PARIS — The Board of Selectmen unanimously accepted a set of proposed amendments to the recall ordinance on Monday night, allowing them to go to a public hearing next week.

The amendments were put forth by the Policy and Procedures Committee, which also wrote the ordinance. The hearing will take place at 7 p.m. on Wednesday, April 21, at the town office.

The ordinance passed 1,555 to 537 in a referendum vote in November, and remained in force after a petitioned replacement offered by resident Greg Harris did not gain enough support at a special town meeting in January. Soon after the ordinance passed in November, recall petitions were submitted for former chairman David Ivey, former vice-chair Troy Ripley and selectmen Raymond Glover and Lloyd “Skip” Herrick. Ivey and Ripley were recalled at special elections in February, Ripley after resigning; Glover and Herrick retained their seats.

The proposed amendments to the ordinance include requiring petitioners to gather signatures equal to 10 percent of the registered voters in Paris rather than 10 percent of the town’s votes in the last gubernatorial election. This would increase the signatures required to call a recall election from 211 to about 360.

Other changes would clarify the scheduling of hearings and other events during the recall process. One would have the selectmen schedule a recall election within seven days of receiving a petition, with the election to take place on the first Thursday after the 45th day from the decision or at a regular municipal election if one is scheduled within 60 days. Another would allow an official subject to recall to request a hearing no later than the 21st day before the election to allow for public notification.

The current ordinance allows selectmen to schedule an election within 14 days of receiving a petition, with the election to take place 45 to 60 days later or at a regular election if one is taking place within 90 days. It also allows an official petitioned for recall to request a public hearing “at any time between the time of ordering the recall election and the date of said election.”

Selectman Ted Kurtz questioned why the petitions for a recall election must include a reason for an official’s desired removal when the ordinance does not include any specific criteria for removal.

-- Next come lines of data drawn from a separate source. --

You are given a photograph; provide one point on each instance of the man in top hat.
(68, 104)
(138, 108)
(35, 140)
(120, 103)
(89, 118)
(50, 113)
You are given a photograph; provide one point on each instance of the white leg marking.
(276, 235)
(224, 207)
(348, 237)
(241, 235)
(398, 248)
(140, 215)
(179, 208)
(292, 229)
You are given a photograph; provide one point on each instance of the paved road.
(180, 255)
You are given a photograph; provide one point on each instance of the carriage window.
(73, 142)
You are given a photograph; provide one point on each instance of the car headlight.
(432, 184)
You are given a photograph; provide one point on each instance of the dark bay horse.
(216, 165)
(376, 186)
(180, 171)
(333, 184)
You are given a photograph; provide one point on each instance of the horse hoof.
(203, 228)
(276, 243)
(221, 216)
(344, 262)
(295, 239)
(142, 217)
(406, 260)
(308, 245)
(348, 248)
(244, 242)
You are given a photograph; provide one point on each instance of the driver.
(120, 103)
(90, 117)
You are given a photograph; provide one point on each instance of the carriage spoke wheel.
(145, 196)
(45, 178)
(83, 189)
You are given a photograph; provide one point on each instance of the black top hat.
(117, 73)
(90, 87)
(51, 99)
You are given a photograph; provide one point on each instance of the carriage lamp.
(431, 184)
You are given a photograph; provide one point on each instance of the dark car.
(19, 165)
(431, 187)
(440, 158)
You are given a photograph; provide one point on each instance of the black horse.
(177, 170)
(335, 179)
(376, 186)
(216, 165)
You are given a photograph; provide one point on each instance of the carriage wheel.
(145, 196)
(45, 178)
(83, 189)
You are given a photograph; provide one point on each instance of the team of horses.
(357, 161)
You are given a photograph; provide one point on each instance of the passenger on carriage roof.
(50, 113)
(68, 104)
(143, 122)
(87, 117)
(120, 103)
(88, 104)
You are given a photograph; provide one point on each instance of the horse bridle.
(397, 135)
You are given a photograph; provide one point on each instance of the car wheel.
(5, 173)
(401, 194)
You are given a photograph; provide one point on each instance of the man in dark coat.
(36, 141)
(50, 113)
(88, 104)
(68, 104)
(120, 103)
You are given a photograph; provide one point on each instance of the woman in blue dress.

Glover, now chairman of the selectmen, said a petition needs to have a stated purpose in order to collect signatures. He said he disagreed with suggestions to outline a specific set of reasons that could lead to a person being eligible for recall.

“I disputed that being in the ordinance because I thought it was too restrictive. And generally, and this is my opinion, the reason somebody wants to recall somebody from the board is a political reason,”  Glover said.

Harris, who briefly served on the Policy and Procedures Committee that formed the amendments, collected signatures for the recall of former selectman Glen Young due to the color of his hair. Harris never submitted the petition, but said it showed that elected officials could be the subject of recall efforts for trivial reasons.

“In a way it does open up a frivolous reason for a petition,” Glover said. “But my belief is that if someone was being that frivolous, they would not be able to get the number of signatures necessary for it to be a valid petition.”